Most people don’t need life insurance forever, as their dependents eventually stop relying on them to earn income. In that case, paying extra premiums to keep coverage active for a person’s whole life doesn’t typically make sense.
However, there is a possible exception to this general rule. People who are wealthy may want to buy a whole life policy. Here’s why.
This is the benefit of a whole life policy for wealthy Americans
For many rich people, it makes sense to purchase whole life insurance, because this kind of policy can provide a death benefit to loved ones that is generally tax free. And this money can be used to pay estate or inheritance taxes, so that other estate assets do not have to be liquidated to cover this cost.
On the federal level, there is an estate tax charged on larger estates. The estate itself pays this tax. Some states also impose their own inheritance taxes on heirs and/or estate taxes on the estate as well.
The tax bill on larger estates can often be substantial. And if there are not enough liquid assets in the estate, then it could become necessary to sell property to cover the costs.

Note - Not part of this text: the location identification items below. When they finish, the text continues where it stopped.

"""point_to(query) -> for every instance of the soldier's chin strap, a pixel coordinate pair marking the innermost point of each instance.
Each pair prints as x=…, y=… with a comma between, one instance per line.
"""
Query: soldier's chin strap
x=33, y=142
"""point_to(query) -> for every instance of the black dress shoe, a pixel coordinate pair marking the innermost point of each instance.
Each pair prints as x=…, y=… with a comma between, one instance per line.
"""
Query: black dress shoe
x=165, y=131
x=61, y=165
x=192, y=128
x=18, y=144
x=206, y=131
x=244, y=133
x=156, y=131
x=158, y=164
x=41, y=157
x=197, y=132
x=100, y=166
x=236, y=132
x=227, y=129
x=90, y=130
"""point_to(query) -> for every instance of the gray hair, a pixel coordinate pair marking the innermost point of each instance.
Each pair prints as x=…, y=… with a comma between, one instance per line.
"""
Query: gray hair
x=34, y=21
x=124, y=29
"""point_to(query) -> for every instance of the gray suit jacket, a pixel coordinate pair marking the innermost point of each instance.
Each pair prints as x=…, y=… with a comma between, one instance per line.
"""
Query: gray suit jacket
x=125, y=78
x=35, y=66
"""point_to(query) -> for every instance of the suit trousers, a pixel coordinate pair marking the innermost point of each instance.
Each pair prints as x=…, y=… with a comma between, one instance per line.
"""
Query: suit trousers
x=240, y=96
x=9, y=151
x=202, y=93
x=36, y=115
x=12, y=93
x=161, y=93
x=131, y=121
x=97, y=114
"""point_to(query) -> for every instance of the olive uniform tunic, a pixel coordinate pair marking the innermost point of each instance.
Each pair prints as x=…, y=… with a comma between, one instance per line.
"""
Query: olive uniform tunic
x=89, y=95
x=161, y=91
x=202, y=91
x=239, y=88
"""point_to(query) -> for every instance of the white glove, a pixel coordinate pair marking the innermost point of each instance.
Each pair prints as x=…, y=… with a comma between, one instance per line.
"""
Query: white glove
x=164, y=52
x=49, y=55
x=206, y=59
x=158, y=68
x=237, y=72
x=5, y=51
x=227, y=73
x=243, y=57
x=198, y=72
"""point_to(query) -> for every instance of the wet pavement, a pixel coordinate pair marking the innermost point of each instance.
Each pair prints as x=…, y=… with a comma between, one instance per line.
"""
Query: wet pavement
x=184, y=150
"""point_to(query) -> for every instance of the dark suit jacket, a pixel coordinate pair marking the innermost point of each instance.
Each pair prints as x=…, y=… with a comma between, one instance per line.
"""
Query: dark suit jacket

Say, for example, a wealthy person leaves a large home to a loved one that is valued at several million dollars, alongside other transferred assets. If estate taxes or inheritance taxes have to be paid, the bill could run to hundreds of thousands of dollars. If, further, there isn’t other money in the estate that could be used to pay these taxes, then surviving family members might have to sell the home (or mortgage it) to get the money to pay the taxes that are due.
A whole life policy could provide access to a source of funds that is very liquid, and that can be used just to cover required tax costs. When the insurer cuts a check for the death benefit, this money could then be used to pay the estate tax or inheritance taxes, ensuring no other assets need be sold and the estate can remain intact.
Since the need to avoid a big tax bill would most likely not ever go away for wealthy people with substantial assets, a death benefit would always be needed to cover these taxes. This means a term life policy that offers protection only for a limited number of years might not be the best choice. Permanent life insurance that’s always there to pay the tax bill would be a better bet.
Is buying a whole life policy a smart idea?
There are many different estate planning techniques wealthy people can use to try to minimize taxes and keep their estate intact. Buying a whole life policy is just one of the different approaches a person could use to shield their wealth from the government.
But since it is simple and easy, and since the premiums on a whole life policy should be affordable for those with higher incomes or more assets, buying a whole life plan is worth looking into.